Monday, June 22, 2026

Priorities

Work Log


GitLab to GitHub Migration — DA-1346, DA-1343

Situation

I continue the migration process to migrate our repositories from GitLab to GitHub. (details)

Today, I planned to migrate two repositories and its CI/CD pipelines from GitLab to GitHub

Task

Migrate the following GitLab repositories to GitHub. 1. gitlab warehouseflow 2. gitlab etl-batch

Action

I migrated the repositories with the following command.

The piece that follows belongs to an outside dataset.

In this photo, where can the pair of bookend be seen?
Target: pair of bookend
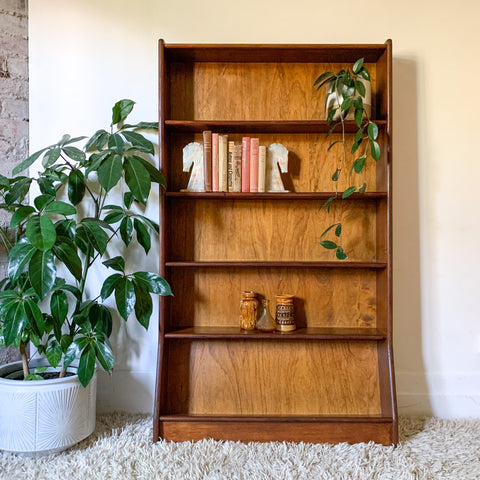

git clone --mirror git@gitlab.com:allofresh/data/<repo-name>.git
cd <repo-name>.git
git remote add origin git@github.com:allofresh/<repo-name>.git
git push origin --force --all
git push origin --force --tags

After that, I manually converted the CI/CD pipeline from GitLab CI/CD to GitHub Actions.

Result

As a result. the following repositories and ci/cd pipeline has been migrated to GitHub. 1. github warehouseflow 2. github etl-batch


Insider Data Pipeline — Data Duplication Issue

Situation

The Insider team informed us that their integration system produce duplicated data. They sent the CSV files to our cloud storage bucket twice. Only CSV files whose names contain the 2531 code are impacted, and they all have exactly the same size. If this happens I could deduplicate the data by session_id, event_name, user_id , timestamp fields.

Task

Find out the duplicated files in the cloud storage.

Action

I manually validate the duplicated files by eye-balling since I only need to check from partition 4/6/26 until 22/6/26.

Result

Fortunately, There is no duplicated file so that I don't need to do deduplication process.


Blockers

N/A

Carry-overs

Reflection

N/A